Die Reporterfabrik. Journalismus von allen für alle

Frankfurt a.M. (epd)

Jeder kann ein Journalist sein - behauptet zumindest Cordt Schnibben, der bis 2017 unter anderem als Redakteur für die "Zeit" und als Reporter für den "Spiegel" gearbeitet hat. Schnibben ist so überzeugt von dieser These, dass er in Zusammenarbeit mit dem Recherchebüro Correctiv eine Art Journalistenschule für jedermann gründete: Die Reporterfabrik hat das Ziel, eine "redaktionelle Gesellschaft" zu gestalten. Eine Gesellschaft, in der Journalisten, Blogger und engagierte Bürger Hand in Hand arbeiten.

Viele Journalisten stehen den Vertretern der sogenannten fünften Gewalt, also der digitalen Öffentlichkeit, skeptisch gegenüber. Von Sorgfaltspflicht haben die noch nie gehört, heißt es dann. Ihre Quellen checken die bestimmt nicht. Und überhaupt: Was bilden die sich ein, unseren Job machen zu wollen? Schnibben und sein Team wollen das ändern: Sie vermitteln journalistisches Handwerk an interessierte Bürger, versuchen, die Arbeit der klassischen und sozialen Medien durchschaubar zu machen und sensibilisieren gleichzeitig für Desinformation.

Und tatsächlich ist die fünfte Gewalt bislang nicht besonders zuverlässig: Im Netz zählen aufmerksamkeitsheischende Überschriften oftmals mehr als die Wahrheit. User regen sich gerne auf, Urteile werden in Sekunden gefällt, Nachrichten und Gerüchte verbreiten sich in Windeseile. Debatten eskalieren, Neutralität bleibt auf der Strecke.

Wie schnell an den etablierten Medien vorbei ein Thema online hochkochen kann, wurde kürzlich am Video "Die Zerstörung der CDU" des Youtubers Rezo deutlich. Rezo, der eigentlich für Musikvideos bekannt ist, führt darin knapp eine Stunde lang auf, wo die CDU seiner Meinung nach versagt hat: Beim Klimaschutz, bei der Chancengleichheit, bei der Armutsbekämpfung. Die Kernaussage des Videos ist, dass die CDU durch ihre Politik schuld an der Zerstörung der Erde sei. Innerhalb von zwei Wochen wurde das Video rund 14 Millionen Mal aufgerufen, mehr als eine Million Menschen hinterließen ein Like.

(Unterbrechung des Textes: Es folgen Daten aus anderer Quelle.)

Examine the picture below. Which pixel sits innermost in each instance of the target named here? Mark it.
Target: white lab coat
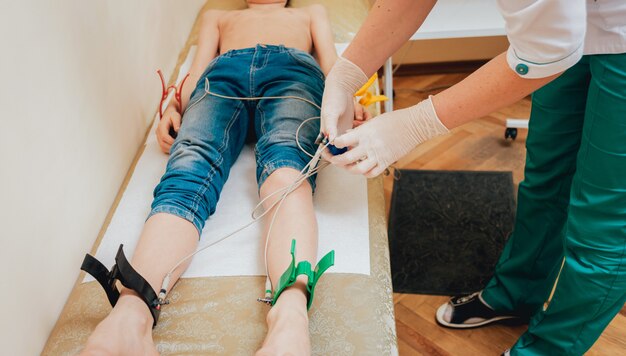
(549, 36)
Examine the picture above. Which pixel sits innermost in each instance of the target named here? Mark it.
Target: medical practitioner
(564, 266)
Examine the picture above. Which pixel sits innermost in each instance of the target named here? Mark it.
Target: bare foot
(127, 330)
(288, 324)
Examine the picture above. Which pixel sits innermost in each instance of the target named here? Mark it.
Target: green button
(521, 69)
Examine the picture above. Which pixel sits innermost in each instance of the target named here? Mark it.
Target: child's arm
(324, 46)
(323, 40)
(208, 45)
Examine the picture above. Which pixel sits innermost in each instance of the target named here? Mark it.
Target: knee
(284, 177)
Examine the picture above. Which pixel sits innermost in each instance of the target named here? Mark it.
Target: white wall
(78, 88)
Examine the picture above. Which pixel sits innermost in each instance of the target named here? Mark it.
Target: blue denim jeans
(214, 129)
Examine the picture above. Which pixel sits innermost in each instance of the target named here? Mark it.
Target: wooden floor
(478, 145)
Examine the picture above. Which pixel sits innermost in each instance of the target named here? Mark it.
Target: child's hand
(171, 119)
(360, 115)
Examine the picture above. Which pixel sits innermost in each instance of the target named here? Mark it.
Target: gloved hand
(344, 79)
(383, 140)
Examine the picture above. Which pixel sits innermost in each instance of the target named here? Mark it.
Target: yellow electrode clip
(366, 97)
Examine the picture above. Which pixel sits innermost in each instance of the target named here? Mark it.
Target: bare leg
(127, 330)
(288, 321)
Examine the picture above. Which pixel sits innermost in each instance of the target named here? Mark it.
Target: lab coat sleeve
(546, 36)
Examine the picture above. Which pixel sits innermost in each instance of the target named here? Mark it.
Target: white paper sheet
(340, 202)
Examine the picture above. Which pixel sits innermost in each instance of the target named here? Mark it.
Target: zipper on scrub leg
(556, 282)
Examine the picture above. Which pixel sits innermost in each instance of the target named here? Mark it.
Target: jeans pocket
(306, 60)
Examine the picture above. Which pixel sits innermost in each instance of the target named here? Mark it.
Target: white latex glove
(344, 79)
(383, 140)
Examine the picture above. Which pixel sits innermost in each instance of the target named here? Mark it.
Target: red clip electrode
(166, 90)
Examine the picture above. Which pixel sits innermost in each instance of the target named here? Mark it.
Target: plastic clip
(289, 277)
(126, 274)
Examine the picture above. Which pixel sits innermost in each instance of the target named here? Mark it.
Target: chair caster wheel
(510, 132)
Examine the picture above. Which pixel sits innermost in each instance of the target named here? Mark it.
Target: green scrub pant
(565, 263)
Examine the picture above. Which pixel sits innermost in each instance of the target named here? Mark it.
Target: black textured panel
(447, 229)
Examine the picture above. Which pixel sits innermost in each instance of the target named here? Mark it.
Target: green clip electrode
(289, 277)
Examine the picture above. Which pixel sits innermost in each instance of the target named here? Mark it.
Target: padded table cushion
(352, 314)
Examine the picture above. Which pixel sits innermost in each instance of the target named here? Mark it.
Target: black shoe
(470, 311)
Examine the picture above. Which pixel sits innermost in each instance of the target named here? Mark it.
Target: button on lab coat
(549, 36)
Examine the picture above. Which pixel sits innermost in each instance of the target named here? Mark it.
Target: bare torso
(246, 28)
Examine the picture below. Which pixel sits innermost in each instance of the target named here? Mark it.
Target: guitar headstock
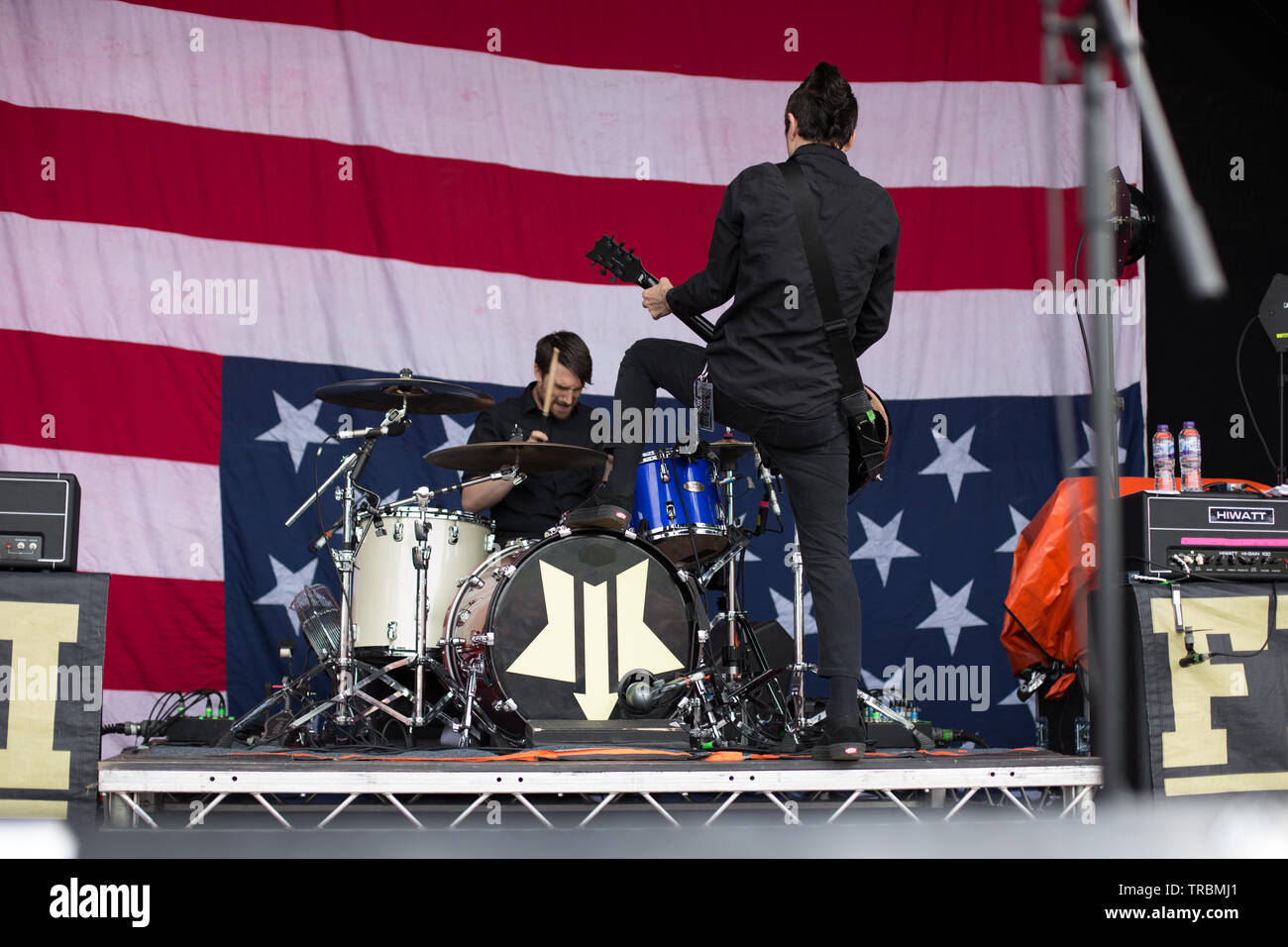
(613, 260)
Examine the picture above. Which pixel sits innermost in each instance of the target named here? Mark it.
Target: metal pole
(1108, 657)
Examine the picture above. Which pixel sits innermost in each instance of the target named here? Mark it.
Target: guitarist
(769, 365)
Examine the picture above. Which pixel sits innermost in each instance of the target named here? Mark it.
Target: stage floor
(178, 788)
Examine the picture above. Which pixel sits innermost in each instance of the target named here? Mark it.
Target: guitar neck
(613, 260)
(698, 325)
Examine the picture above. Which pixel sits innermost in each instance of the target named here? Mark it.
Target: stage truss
(446, 795)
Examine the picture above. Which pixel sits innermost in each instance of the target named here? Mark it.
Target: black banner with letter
(52, 634)
(1222, 724)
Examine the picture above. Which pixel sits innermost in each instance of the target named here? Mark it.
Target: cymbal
(423, 395)
(529, 457)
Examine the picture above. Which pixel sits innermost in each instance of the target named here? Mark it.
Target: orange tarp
(1052, 569)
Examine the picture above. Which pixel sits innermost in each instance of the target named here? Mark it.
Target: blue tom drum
(678, 506)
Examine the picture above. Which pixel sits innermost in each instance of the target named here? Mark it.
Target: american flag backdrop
(359, 187)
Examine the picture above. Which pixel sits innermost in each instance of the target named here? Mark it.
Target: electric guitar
(867, 440)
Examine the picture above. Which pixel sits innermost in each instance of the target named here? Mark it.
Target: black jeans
(811, 455)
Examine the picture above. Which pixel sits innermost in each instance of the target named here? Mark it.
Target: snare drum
(678, 505)
(552, 626)
(384, 579)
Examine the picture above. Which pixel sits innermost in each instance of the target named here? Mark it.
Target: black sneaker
(841, 742)
(601, 509)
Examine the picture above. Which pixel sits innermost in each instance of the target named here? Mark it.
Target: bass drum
(552, 626)
(384, 579)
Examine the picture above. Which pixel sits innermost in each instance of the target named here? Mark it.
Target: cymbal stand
(735, 617)
(420, 556)
(351, 468)
(797, 564)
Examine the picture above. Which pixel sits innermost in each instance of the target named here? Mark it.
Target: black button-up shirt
(767, 354)
(536, 504)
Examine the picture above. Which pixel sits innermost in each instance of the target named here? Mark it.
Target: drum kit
(438, 626)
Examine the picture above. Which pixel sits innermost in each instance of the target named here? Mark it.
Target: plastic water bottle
(1164, 460)
(1192, 458)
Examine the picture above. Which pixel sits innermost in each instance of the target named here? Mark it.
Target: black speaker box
(39, 521)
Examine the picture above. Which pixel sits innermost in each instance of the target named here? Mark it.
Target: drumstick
(550, 382)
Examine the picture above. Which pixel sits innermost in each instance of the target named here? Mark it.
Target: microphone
(325, 536)
(390, 428)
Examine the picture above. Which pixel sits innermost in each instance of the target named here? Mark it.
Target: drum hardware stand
(351, 468)
(797, 564)
(733, 615)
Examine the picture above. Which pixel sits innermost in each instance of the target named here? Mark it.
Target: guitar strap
(854, 395)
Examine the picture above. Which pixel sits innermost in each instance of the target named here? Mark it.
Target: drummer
(527, 510)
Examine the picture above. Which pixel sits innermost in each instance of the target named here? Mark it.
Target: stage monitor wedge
(39, 521)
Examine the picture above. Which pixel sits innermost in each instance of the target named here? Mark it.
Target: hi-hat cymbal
(423, 395)
(529, 457)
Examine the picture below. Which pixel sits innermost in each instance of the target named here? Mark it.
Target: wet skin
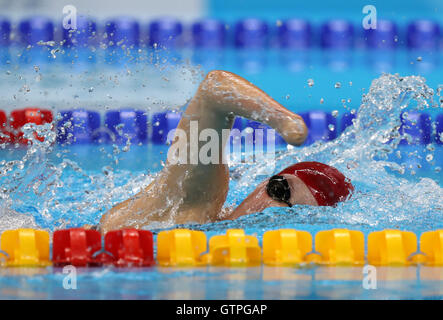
(183, 193)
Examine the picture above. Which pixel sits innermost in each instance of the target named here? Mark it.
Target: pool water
(48, 186)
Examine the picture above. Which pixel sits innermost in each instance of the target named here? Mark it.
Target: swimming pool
(56, 186)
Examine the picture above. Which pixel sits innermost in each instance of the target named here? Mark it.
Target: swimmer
(184, 193)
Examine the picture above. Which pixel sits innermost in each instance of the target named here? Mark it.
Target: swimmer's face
(259, 199)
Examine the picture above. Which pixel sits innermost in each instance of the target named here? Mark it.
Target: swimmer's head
(278, 189)
(304, 183)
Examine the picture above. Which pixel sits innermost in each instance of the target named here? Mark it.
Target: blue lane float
(78, 127)
(83, 36)
(246, 33)
(385, 36)
(126, 124)
(35, 29)
(209, 33)
(439, 129)
(337, 34)
(423, 34)
(347, 120)
(322, 126)
(295, 34)
(251, 33)
(162, 124)
(5, 32)
(122, 31)
(165, 32)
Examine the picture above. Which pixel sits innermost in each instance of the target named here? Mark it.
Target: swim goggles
(278, 189)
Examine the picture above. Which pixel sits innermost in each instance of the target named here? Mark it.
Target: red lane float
(28, 115)
(5, 135)
(129, 248)
(76, 247)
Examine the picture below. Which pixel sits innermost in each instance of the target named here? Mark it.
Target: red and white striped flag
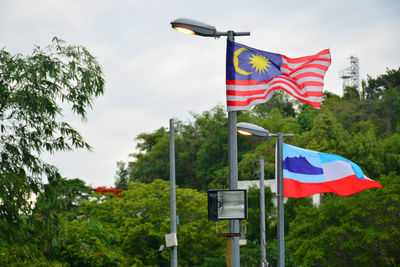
(252, 75)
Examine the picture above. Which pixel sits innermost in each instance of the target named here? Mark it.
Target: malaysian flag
(252, 75)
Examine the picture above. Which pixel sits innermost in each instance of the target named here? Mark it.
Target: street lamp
(251, 129)
(200, 28)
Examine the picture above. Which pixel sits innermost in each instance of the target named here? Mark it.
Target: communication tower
(350, 75)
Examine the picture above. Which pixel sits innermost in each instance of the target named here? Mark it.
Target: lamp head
(192, 26)
(245, 128)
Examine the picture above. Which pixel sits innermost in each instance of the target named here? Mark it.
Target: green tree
(358, 230)
(122, 176)
(32, 89)
(142, 219)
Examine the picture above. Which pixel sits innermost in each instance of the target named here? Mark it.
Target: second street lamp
(200, 28)
(251, 129)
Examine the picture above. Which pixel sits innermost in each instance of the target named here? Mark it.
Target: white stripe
(306, 62)
(279, 85)
(301, 71)
(335, 170)
(296, 85)
(235, 108)
(308, 79)
(247, 87)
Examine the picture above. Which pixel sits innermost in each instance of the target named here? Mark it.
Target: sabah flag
(252, 75)
(307, 172)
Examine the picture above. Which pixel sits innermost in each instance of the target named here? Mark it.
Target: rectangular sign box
(227, 204)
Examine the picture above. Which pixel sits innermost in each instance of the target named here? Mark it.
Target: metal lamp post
(195, 27)
(251, 129)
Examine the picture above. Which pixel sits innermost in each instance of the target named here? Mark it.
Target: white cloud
(154, 73)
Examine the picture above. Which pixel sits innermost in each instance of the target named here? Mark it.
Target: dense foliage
(70, 225)
(32, 89)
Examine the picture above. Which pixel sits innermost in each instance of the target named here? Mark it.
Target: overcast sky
(154, 73)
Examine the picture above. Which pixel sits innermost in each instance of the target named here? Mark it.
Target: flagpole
(262, 214)
(281, 217)
(233, 173)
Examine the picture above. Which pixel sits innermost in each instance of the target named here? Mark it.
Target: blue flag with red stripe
(307, 172)
(252, 75)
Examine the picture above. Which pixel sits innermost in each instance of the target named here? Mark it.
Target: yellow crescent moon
(236, 61)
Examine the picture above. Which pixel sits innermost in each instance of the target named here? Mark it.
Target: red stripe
(306, 58)
(316, 104)
(317, 66)
(286, 65)
(232, 103)
(245, 82)
(245, 93)
(311, 103)
(344, 187)
(297, 86)
(307, 74)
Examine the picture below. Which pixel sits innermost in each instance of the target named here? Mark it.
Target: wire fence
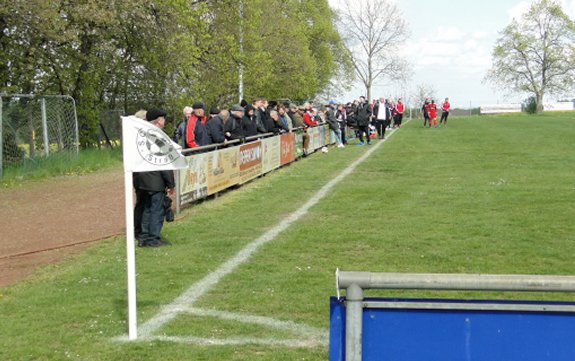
(36, 126)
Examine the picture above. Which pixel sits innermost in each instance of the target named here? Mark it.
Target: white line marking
(186, 300)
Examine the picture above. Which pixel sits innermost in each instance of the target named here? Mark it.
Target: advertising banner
(223, 169)
(271, 153)
(250, 159)
(194, 179)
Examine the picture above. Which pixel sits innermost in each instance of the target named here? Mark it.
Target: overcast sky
(450, 48)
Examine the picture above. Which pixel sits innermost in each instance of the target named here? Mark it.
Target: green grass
(59, 164)
(483, 195)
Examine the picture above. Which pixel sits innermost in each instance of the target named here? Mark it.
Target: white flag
(148, 148)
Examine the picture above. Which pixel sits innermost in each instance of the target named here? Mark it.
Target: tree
(375, 31)
(536, 55)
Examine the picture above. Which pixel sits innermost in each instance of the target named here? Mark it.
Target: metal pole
(353, 322)
(241, 65)
(45, 127)
(178, 191)
(76, 125)
(526, 283)
(130, 256)
(1, 142)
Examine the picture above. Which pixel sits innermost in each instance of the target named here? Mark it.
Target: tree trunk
(539, 100)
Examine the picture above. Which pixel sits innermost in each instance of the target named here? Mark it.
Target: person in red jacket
(309, 117)
(445, 111)
(432, 112)
(196, 131)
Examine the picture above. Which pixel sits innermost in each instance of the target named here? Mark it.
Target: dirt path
(43, 222)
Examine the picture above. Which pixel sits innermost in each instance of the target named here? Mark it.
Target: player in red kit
(432, 111)
(445, 111)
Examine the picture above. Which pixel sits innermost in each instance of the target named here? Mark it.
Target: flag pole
(131, 257)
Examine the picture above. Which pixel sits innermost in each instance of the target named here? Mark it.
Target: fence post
(353, 322)
(1, 141)
(45, 127)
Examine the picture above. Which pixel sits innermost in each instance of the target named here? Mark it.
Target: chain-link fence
(35, 126)
(110, 133)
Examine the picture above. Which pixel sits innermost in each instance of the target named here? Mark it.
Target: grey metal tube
(45, 127)
(353, 322)
(527, 283)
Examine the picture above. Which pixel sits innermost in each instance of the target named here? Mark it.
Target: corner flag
(148, 148)
(145, 148)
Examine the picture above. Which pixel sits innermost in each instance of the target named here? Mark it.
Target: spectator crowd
(244, 122)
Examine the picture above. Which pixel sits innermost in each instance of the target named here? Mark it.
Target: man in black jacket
(215, 127)
(362, 114)
(151, 188)
(233, 127)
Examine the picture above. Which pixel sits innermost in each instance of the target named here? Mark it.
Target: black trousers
(363, 129)
(444, 116)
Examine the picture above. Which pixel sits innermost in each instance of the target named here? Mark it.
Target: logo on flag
(148, 148)
(155, 148)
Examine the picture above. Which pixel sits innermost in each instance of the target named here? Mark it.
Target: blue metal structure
(445, 330)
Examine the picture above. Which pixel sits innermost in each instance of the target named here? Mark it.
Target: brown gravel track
(43, 222)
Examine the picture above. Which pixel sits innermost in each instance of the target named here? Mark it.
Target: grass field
(483, 195)
(59, 164)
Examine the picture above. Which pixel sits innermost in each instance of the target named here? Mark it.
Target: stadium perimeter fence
(33, 126)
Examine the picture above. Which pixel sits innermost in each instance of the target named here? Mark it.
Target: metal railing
(356, 282)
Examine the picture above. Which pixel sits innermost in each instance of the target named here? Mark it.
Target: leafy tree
(536, 54)
(132, 54)
(375, 30)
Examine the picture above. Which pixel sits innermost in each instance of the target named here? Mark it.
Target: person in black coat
(362, 114)
(151, 189)
(233, 128)
(249, 126)
(215, 127)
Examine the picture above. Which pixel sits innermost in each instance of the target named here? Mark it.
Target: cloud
(569, 8)
(449, 33)
(452, 49)
(518, 10)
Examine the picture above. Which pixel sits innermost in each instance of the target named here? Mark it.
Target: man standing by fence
(363, 113)
(151, 188)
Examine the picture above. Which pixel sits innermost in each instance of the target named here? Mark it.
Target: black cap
(198, 105)
(237, 108)
(154, 114)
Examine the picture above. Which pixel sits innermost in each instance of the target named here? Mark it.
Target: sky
(450, 48)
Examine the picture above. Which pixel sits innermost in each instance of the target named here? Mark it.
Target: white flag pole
(131, 257)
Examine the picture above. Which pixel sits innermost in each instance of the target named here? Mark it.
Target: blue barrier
(426, 329)
(440, 330)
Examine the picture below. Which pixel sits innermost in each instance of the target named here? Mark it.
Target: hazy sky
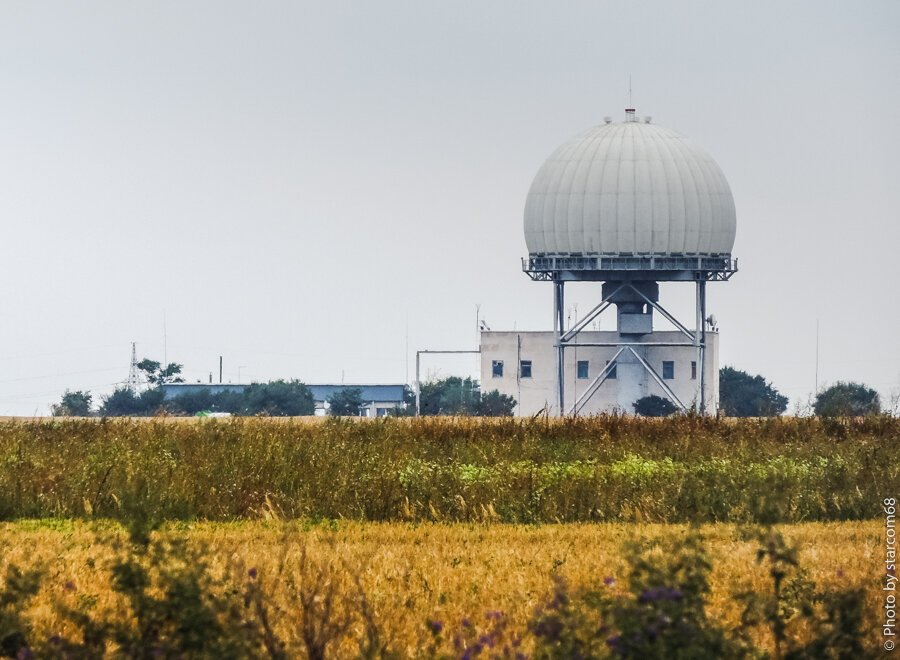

Unterfüttert werden die Aussagen in dem Video mit allerhand Schaubildern und Videoclips, in der Beschreibung wird auf ein 13-seitiges Dokument mit rund 250 Quellen verlinkt. Rezo gibt an, er habe mit diversen Wissenschaftlern über den Klimawandel gesprochen. Er behauptet nicht, Journalist zu sein, aber er behauptet, sich ohne Wertung auf Fakten zu stützen - eine journalistische Grundlage.

Rezo zeigt sich in dem Video sehr meinungsfreudig. Wichtige Fakten, wie dass die CDU in den vergangen Jahren nicht allein regierte und große sozialpolitische Reformen in die Zeit der rot-grünen Regierung unter Schröder fielen, werden ausgelassen. Hätten Leute wie er mit einer großen Plattform aber eine journalistische Grundausbildung, könnten sie viele Menschen erreichen, die klassische Medien nicht mehr konsumieren. Und sie könnten den finanziell schwächelnden Redaktionen in Deutschland dabei helfen, ihrer Pflicht nachzukommen: Meinungspluralität zu garantieren und die Politik und Wirtschaft zu kontrollieren.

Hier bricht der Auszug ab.